Digandengnya Tere menelusuri lorong. Sesampainya di bangku tunggu, Dirga berkata “aku ke toilet dulu ya. Nanti kamu nggak apa-apa sendirian untuk nemuin dokternya?”

“Nggak apa-apa kok. Tenang aja! Ya udah sana kamu ke toilet dulu daripada beser di sini. Hiii..” Canda Tere menjawab pertanyaan Dirga.

Ini kali pertama Dirga meninggalkan Tere sendirian. Dirga segera beranjak dari tempat duduk menelusuri lorong yang sebelumnya dilalui. Ia melewati sebuah papan bertuliskan toilet. Kemudian ia segera berbelok menuju ke sebuah runagan. Tertulis “Dokter Yasmin” pada pintu ruangan tersebut. Diketuknya pintu itu, dan ia segera masuk.

“Oh Dirga!” Ujar seorang wanita yang menggunakan baju berwarna putih tersebut. Wanita itu terlihat cantik dan masih sangat muda. Senyum manisnya menyambut Dirga yang ingin meletakan tubuhnya pada sandaran bangku.

“Jadi gimana nih?” Dirga mengerenyitkan dahinya

“Ya nggak bisa dong. Ini bukan masalah keinginan lo, Ga! Ini masalah norma.” Dokter Yasmin menjawab dengan yakin karena tahu apa maksud pertanyaan Dirga.

Yasmin dan Dirga sudah lama saling kenal. Yasmin adalah teman dari kakaknya Dirga. Dirga sering bertemu dengan Yasmin saat mengantar Tere untuk check-up. Tentu dengan Tere di sampingnya dan sebagian besar hanya membahas tentang kesehatan Tere diselingi canda.

“Aduh gue rela kok, kak! Beneran deh. Apapun bakal gue lakuin. Lo nggak bisa usahain gitu buat gue?” Dirga berusaha menahan suaranya yang mulai terdengar keras.

“Nggak bisa, Ga. Gue udah berkali-kali bilang ke lo. Kalo gue ngikutin kemauan lo, tamat karir gue!” Balas Yasmin yang tak kalah kuatnya.

“Ya udah gini aja, lo bikinin gue surat atau apa kek gitu supaya gue bisa ngelakuin hal ini. Gue nggak mau Tere menderita terus!” Dirga masih berusaha dengan keinginannya.

“Siapa yang bilang Tere menderita? Lo! Itu asumsi lo! Lo nggak usah ngotot sama hal yang lo lakukan sepihak ini. Bisa jadi dia nggak seneng sama hal yang lo lakuin. Udah deh, Ga! Nggak usah konyol!” Yasminpun tak mau kalah dengan pendapatnya.

Percakapan antara Dirga dan Yasmin membuat ruangan itu terdengar gaduh. Telebih dengan kondisi rumah sakit yang sangat mewajibkan untuk tenang.

“Tok… tok…” terdengar suara ketukan pada pintu ruangan itu.

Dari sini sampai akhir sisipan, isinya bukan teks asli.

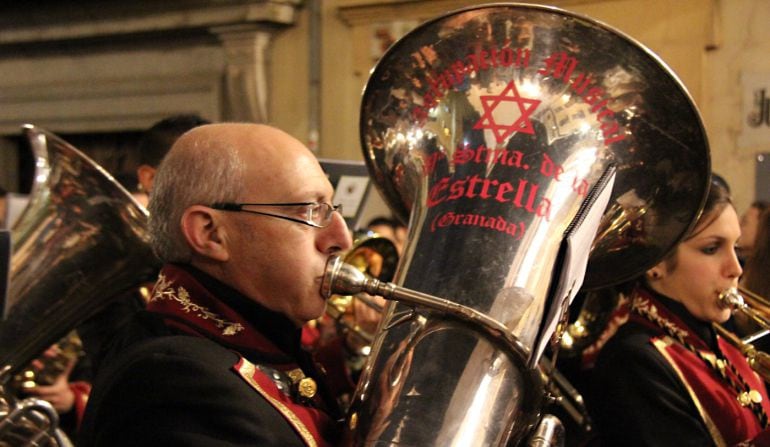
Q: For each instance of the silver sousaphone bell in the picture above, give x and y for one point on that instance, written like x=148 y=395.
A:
x=500 y=132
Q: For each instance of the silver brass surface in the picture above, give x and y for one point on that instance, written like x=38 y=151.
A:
x=486 y=129
x=80 y=243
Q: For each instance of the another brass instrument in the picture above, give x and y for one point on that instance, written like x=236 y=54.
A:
x=493 y=130
x=69 y=349
x=372 y=255
x=80 y=243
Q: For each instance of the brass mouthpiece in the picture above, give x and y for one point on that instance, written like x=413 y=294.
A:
x=732 y=299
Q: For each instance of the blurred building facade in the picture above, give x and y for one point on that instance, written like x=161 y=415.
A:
x=102 y=71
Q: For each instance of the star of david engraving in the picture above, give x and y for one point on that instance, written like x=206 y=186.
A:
x=521 y=123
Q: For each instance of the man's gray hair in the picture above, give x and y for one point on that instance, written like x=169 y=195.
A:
x=209 y=173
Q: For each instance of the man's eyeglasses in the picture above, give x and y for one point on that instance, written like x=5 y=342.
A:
x=315 y=214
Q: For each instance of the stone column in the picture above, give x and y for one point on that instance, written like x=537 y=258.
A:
x=247 y=64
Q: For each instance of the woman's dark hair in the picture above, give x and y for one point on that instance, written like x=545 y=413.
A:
x=718 y=198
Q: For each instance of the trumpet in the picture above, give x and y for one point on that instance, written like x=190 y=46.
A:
x=755 y=307
x=751 y=305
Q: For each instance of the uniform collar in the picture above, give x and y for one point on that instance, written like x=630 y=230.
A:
x=195 y=302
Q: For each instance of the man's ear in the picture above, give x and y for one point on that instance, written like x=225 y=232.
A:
x=205 y=234
x=146 y=176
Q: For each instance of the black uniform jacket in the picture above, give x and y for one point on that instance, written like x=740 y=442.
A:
x=165 y=386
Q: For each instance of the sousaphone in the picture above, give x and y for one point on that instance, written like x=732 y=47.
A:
x=515 y=139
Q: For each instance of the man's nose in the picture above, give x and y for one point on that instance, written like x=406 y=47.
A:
x=336 y=237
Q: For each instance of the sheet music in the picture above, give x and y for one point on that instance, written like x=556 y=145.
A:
x=576 y=246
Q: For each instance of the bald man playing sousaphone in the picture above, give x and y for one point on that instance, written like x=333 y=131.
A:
x=241 y=215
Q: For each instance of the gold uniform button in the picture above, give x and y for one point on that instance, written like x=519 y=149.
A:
x=744 y=399
x=307 y=388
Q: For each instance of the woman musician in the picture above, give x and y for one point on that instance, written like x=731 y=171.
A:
x=666 y=377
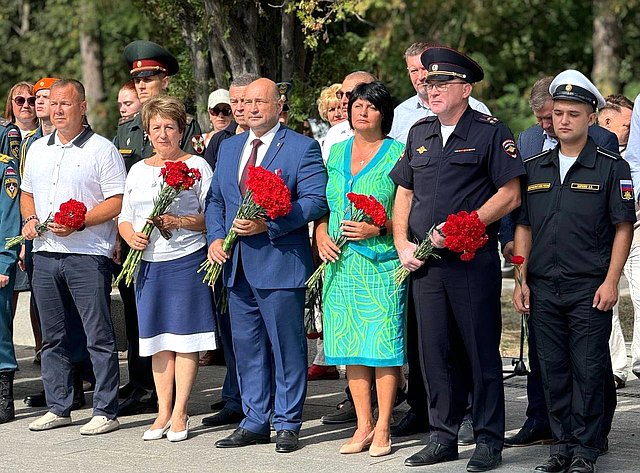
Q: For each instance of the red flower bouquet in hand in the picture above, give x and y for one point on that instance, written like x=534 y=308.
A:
x=363 y=208
x=267 y=196
x=72 y=214
x=463 y=233
x=176 y=177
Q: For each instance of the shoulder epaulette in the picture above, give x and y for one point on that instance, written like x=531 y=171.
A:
x=484 y=118
x=124 y=120
x=608 y=154
x=539 y=155
x=424 y=120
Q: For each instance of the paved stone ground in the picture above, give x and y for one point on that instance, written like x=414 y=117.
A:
x=66 y=450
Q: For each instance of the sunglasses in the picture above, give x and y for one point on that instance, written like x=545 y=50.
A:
x=20 y=100
x=215 y=111
x=340 y=94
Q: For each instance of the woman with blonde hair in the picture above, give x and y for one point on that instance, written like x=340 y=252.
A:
x=175 y=309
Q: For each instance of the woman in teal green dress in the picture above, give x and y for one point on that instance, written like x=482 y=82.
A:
x=364 y=309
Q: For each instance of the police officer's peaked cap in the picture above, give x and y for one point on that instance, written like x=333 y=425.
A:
x=574 y=85
x=146 y=58
x=444 y=64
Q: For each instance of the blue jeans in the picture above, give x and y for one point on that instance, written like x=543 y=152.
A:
x=63 y=283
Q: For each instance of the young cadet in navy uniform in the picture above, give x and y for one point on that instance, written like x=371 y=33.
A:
x=9 y=226
x=150 y=65
x=574 y=231
x=459 y=159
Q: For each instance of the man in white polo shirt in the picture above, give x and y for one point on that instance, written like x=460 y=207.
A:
x=71 y=267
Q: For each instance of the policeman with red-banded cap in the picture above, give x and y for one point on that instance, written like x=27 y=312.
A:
x=459 y=159
x=574 y=231
x=151 y=65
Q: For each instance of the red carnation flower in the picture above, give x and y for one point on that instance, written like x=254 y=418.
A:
x=71 y=214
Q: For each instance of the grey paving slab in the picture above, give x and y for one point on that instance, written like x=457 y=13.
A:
x=65 y=450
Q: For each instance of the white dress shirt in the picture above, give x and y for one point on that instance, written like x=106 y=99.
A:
x=266 y=139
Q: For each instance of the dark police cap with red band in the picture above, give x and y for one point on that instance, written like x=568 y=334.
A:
x=444 y=64
x=146 y=58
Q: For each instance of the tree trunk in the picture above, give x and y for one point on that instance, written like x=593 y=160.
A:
x=287 y=43
x=201 y=71
x=235 y=25
x=91 y=55
x=606 y=48
x=219 y=64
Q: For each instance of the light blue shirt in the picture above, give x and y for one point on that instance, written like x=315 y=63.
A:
x=412 y=110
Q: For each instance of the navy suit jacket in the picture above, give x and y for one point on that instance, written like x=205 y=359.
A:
x=281 y=257
x=529 y=144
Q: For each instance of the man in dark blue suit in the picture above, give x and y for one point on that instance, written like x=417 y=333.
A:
x=266 y=271
x=532 y=141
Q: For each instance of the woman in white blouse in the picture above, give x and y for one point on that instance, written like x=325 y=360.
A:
x=175 y=309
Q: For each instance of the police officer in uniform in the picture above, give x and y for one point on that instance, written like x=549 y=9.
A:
x=9 y=227
x=151 y=65
x=459 y=159
x=574 y=231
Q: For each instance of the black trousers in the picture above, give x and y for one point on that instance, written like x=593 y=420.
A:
x=416 y=390
x=459 y=328
x=572 y=342
x=139 y=367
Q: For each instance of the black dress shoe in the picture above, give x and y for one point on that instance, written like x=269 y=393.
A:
x=286 y=441
x=224 y=417
x=433 y=453
x=140 y=401
x=484 y=458
x=242 y=438
x=581 y=465
x=555 y=464
x=531 y=433
x=410 y=424
x=218 y=405
x=465 y=432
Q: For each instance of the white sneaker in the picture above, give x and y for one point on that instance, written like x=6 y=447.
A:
x=49 y=421
x=99 y=425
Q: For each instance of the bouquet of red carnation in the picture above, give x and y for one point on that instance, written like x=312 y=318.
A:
x=363 y=208
x=71 y=214
x=463 y=233
x=267 y=196
x=176 y=177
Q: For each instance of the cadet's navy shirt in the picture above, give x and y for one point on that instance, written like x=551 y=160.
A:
x=480 y=157
x=573 y=223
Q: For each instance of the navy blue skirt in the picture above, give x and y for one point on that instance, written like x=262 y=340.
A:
x=176 y=311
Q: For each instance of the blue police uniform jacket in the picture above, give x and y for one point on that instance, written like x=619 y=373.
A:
x=480 y=157
x=573 y=222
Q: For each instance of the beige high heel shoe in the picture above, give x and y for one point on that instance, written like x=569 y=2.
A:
x=357 y=447
x=376 y=451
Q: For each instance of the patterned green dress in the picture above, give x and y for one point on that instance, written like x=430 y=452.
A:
x=364 y=310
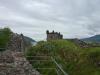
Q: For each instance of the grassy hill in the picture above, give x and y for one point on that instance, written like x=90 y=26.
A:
x=4 y=37
x=72 y=58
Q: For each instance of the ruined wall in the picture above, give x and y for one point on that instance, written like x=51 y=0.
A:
x=13 y=61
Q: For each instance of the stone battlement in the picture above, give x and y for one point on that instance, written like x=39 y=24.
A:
x=53 y=35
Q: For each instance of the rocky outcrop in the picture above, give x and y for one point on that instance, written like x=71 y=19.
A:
x=14 y=63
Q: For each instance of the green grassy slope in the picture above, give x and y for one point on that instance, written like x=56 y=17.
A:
x=4 y=37
x=73 y=59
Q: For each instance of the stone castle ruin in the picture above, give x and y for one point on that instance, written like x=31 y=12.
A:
x=53 y=35
x=13 y=61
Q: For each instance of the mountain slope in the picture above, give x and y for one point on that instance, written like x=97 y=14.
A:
x=73 y=59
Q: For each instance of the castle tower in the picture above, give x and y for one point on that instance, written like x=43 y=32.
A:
x=53 y=35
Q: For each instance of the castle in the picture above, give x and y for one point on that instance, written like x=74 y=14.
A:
x=53 y=35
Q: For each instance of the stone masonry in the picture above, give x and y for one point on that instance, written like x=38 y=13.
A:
x=13 y=61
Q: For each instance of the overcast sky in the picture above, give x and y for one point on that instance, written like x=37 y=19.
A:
x=73 y=18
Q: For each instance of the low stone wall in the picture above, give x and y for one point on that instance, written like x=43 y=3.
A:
x=14 y=63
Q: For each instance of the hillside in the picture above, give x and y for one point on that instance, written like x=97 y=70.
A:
x=95 y=39
x=73 y=59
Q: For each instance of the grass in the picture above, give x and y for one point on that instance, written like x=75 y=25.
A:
x=73 y=59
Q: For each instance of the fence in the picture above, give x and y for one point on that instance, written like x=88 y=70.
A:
x=55 y=68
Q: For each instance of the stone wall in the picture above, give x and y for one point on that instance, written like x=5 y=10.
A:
x=13 y=61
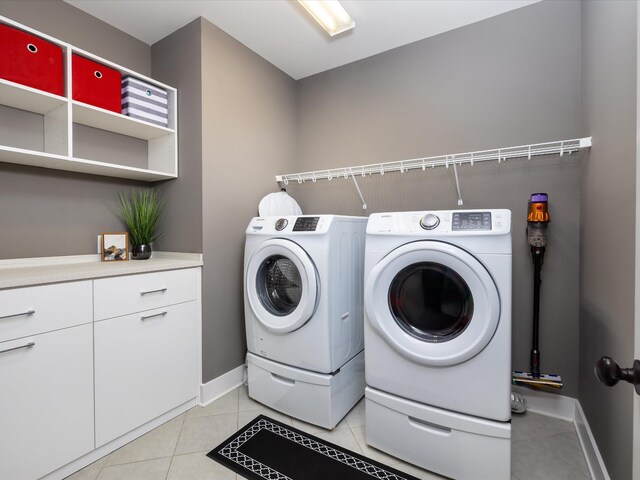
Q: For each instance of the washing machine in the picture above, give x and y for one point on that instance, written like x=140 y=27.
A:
x=303 y=283
x=438 y=340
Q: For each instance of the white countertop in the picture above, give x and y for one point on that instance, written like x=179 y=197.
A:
x=26 y=272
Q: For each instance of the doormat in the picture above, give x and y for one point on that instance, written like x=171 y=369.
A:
x=267 y=449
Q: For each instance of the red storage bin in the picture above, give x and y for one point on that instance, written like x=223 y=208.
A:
x=95 y=84
x=30 y=60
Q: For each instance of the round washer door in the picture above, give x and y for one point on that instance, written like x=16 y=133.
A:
x=282 y=285
x=433 y=302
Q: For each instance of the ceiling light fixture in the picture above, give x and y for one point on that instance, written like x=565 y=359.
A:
x=330 y=14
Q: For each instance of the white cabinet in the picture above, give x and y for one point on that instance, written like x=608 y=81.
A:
x=145 y=365
x=87 y=366
x=46 y=401
x=61 y=115
x=137 y=293
x=33 y=310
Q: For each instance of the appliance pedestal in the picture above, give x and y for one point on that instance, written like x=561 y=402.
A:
x=320 y=399
x=451 y=444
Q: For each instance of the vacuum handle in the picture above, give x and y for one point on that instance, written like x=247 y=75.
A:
x=609 y=373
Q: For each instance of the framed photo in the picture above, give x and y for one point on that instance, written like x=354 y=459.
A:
x=115 y=247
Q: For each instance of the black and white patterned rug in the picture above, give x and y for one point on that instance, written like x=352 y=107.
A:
x=267 y=449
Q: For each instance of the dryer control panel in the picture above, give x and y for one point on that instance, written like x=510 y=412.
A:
x=437 y=223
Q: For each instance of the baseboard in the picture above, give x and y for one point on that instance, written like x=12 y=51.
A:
x=219 y=386
x=596 y=465
x=549 y=404
x=569 y=409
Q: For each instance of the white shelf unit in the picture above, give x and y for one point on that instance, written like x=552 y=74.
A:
x=61 y=114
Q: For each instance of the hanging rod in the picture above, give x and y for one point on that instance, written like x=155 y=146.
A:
x=549 y=148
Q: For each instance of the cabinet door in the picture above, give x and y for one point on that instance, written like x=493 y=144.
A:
x=145 y=365
x=46 y=402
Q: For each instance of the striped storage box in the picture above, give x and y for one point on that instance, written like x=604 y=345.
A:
x=144 y=101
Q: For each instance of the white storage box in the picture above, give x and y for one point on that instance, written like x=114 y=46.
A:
x=144 y=101
x=451 y=444
x=321 y=399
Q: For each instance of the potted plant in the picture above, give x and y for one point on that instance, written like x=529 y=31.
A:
x=141 y=214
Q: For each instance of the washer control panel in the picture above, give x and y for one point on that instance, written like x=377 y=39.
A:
x=281 y=224
x=429 y=221
x=464 y=221
x=306 y=224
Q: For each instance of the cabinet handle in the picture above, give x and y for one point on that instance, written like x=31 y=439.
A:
x=27 y=345
x=160 y=290
x=145 y=317
x=23 y=314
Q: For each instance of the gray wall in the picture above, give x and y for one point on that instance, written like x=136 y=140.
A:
x=249 y=135
x=607 y=253
x=47 y=212
x=237 y=118
x=177 y=61
x=509 y=80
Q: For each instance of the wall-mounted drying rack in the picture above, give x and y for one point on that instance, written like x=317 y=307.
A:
x=561 y=147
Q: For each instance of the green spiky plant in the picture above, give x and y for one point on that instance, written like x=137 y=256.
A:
x=141 y=214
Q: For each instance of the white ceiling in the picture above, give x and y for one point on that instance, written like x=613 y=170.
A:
x=283 y=33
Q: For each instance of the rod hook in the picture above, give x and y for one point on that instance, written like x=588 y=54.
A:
x=364 y=204
x=455 y=173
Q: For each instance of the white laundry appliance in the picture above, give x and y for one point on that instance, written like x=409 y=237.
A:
x=438 y=340
x=303 y=288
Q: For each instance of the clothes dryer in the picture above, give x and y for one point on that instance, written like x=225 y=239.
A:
x=304 y=314
x=438 y=339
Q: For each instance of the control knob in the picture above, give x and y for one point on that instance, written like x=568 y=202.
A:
x=429 y=221
x=281 y=223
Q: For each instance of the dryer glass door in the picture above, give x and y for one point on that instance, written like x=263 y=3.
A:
x=433 y=302
x=282 y=285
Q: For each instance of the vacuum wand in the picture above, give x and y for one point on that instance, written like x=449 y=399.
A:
x=537 y=236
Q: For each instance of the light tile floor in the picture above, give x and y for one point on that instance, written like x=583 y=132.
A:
x=543 y=448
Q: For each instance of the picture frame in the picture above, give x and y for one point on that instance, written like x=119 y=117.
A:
x=115 y=247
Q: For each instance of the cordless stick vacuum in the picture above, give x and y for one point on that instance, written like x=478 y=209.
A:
x=537 y=234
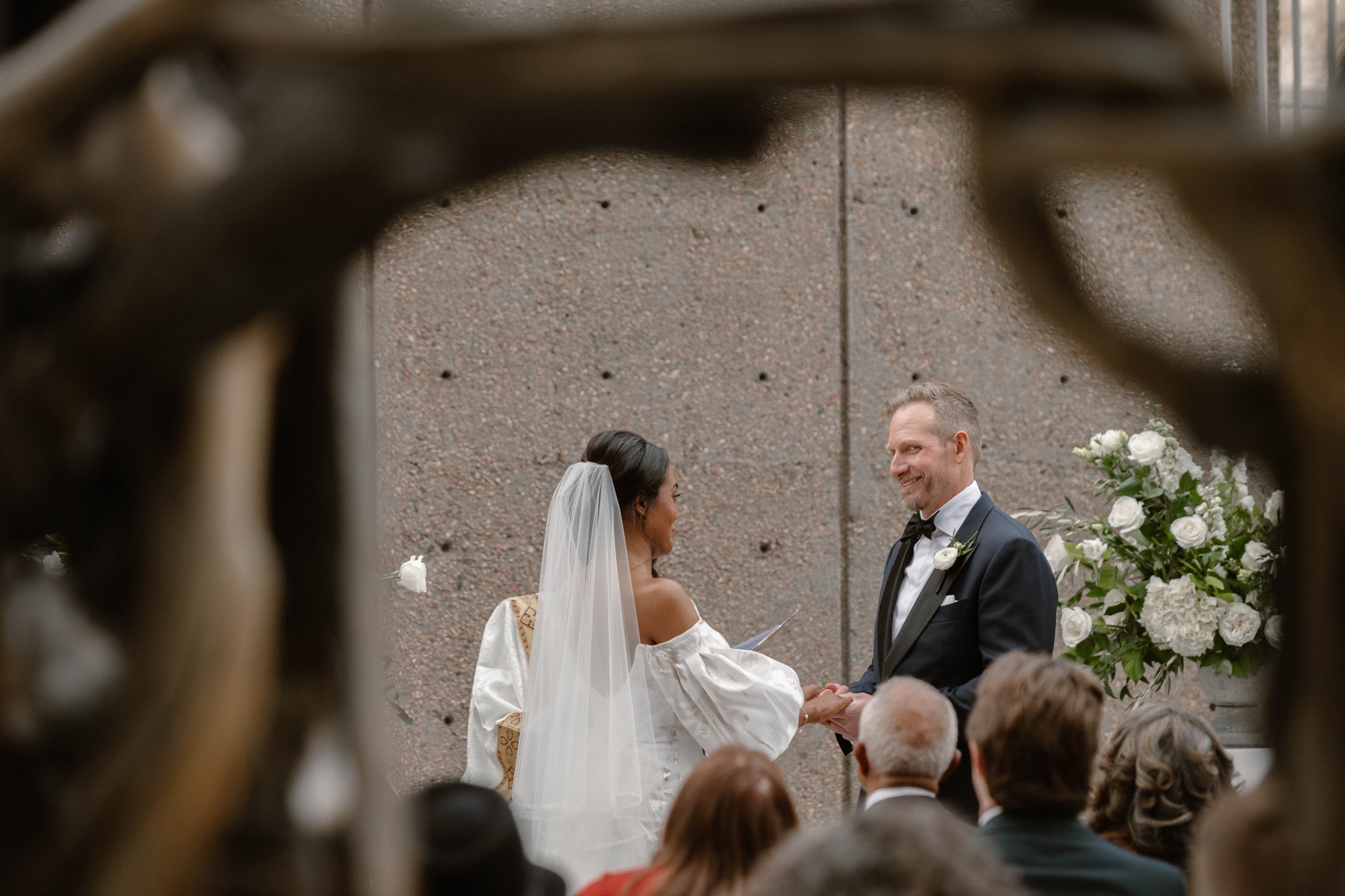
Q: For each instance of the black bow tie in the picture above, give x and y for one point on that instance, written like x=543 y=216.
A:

“Ah, diomelin deh gue” pikir Yasmin karena merasa sudah membuat kegaduhan di ruangannya. Yasmin segera membukakan pintu ruangannya.

“Eh, Tere!” Yasmin segera mencolek Dirga yang memang berada di dekat pintu.

“Sayang, maaf aku tadi ke Dokter Yasmin dulu nih. Lho, kamu udah selesai emang? Cepet amat!” Dirga dengan sigap walau kaget melihat kekasihnya di depan pintu.

“Ya belum, dong! Aku mau minta tisu aku yang di tas kamu. Terus aku samperin kamu ke depan toilet, eh aku denger suara kamu habis itu. Jadi aku samperin ke sini.” Ujar Tere dengan membuat wajahnya agar terlihat imut.

“Ya ampun kenapa nggak nunggu aku aja? Ya udah yuk. Bentar, aku ambilin tisunya dulu ya.” Seraya Dirga merogoh tas. “Dok, nanti lanjut lagi ya diskusinya! Semoga yang terbaik ya buat Tere. Hehehe” Lanjut Dirga sambil meraih tangan Tere menandakan untuk segera berbalik arah.

“Wah! Ngomongin aku yaaa?” Tanya Tere meledek.

Tawa mereka bertiga mengakhiri percakapan mereka. Dirga dan Tere terlihat menjauh dari ruangan dan kembali menulusuri lorong.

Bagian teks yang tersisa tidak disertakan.